Create and alter Azure Storage external tables

The following command describes how to create an external table located in Azure Blob Storage, Azure Data Lake Store Gen1, or Azure Data Lake Store Gen2.

For an introduction to the external Azure Storage tables feature, see Query data in Azure Data Lake using Azure Data Explorer.

.create or .alter external table

Syntax

(.create | .alter | .create-or-alter) external table TableName ( Schema )
kind = storage
[partition by ( Partitions ) [pathformat = ( PathFormat )]]
dataformat = Format
( StorageConnectionString [, ...] )
[with (PropertyName = Value , ... )]

Creates or alters a new external table in the database in which the command is executed.

Note

  • If the table exists, .create command will fail with an error. Use .create-or-alter or .alter to modify existing tables.
  • The external table is not accessed during creation time. It will only be accessed during query / export. You can use the validateNotEmpty (optional) property during creation time to make sure the external table definition is valid and that the underlying storage is accessible.
  • The operation requires database user permission for .create and table admin permission for .alter.

Parameters

TableName

External table name that adheres to entity names rules. An external table can't have the same name as a regular table in the same database.

Schema

External data schema is described using the following format:

  ColumnName : ColumnType [, ColumnName : ColumnType ...]

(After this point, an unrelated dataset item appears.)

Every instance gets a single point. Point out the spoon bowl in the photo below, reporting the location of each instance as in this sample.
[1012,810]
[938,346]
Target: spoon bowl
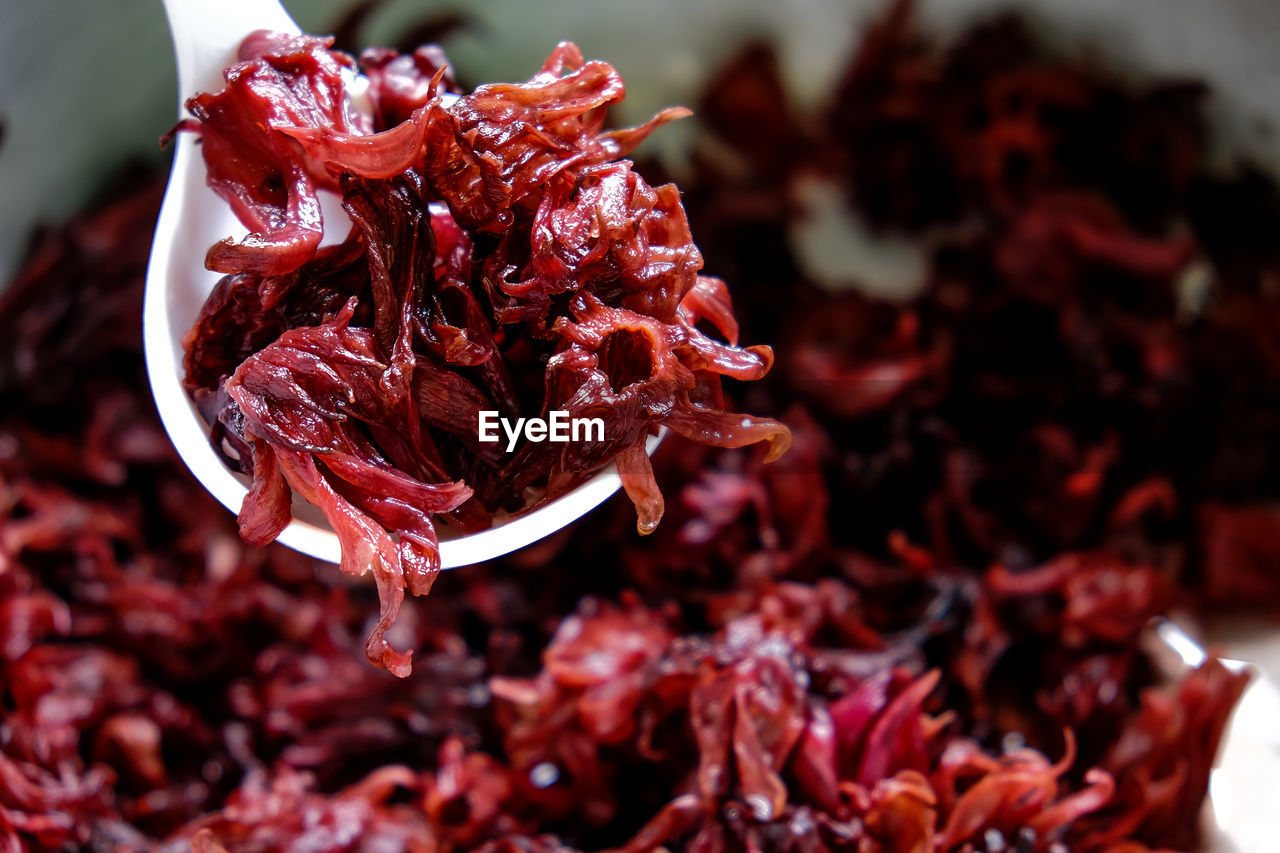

where ColumnName adheres to entity naming rules, and ColumnType is one of supported data types.

Tip

If the external data schema is unknown, use the infer_storage_schema plug-in, which helps infer the schema based on external file contents.

Tip

For CSV data files, having files with non-identical schema under the same storage container might result in data appearing shifted or missing. If some CSV files miss columns or have extra columns, move them to a different storage container(s) and define another external table(s) matching their schema, so that each external table covers a set of storage containers containing files of an identical schema.

Kind

The type of the external table. In this case, storage should to be used (rather than sql).

Note

Deprecated terms: blob for Blob Azure Storage or Azure Data Lake Gen 2 Storage, adl for Azure Data Lake Gen 1 Storage.

Partitions

Comma-separated list of columns by which an external table is partitioned. Partition column can exist in the data file itself, or as part of the file path (read more on virtual columns).

Partitions list is any combination of partition columns, specified using one of the following forms:

  • Partition, representing a virtual column.

    PartitionName : (datetime | string)

  • Partition, based on a string column value.

    PartitionName : string = ColumnName

  • Partition, based on a string column value hash, modulo Number.

    PartitionName : long = hash ( ColumnName , Number )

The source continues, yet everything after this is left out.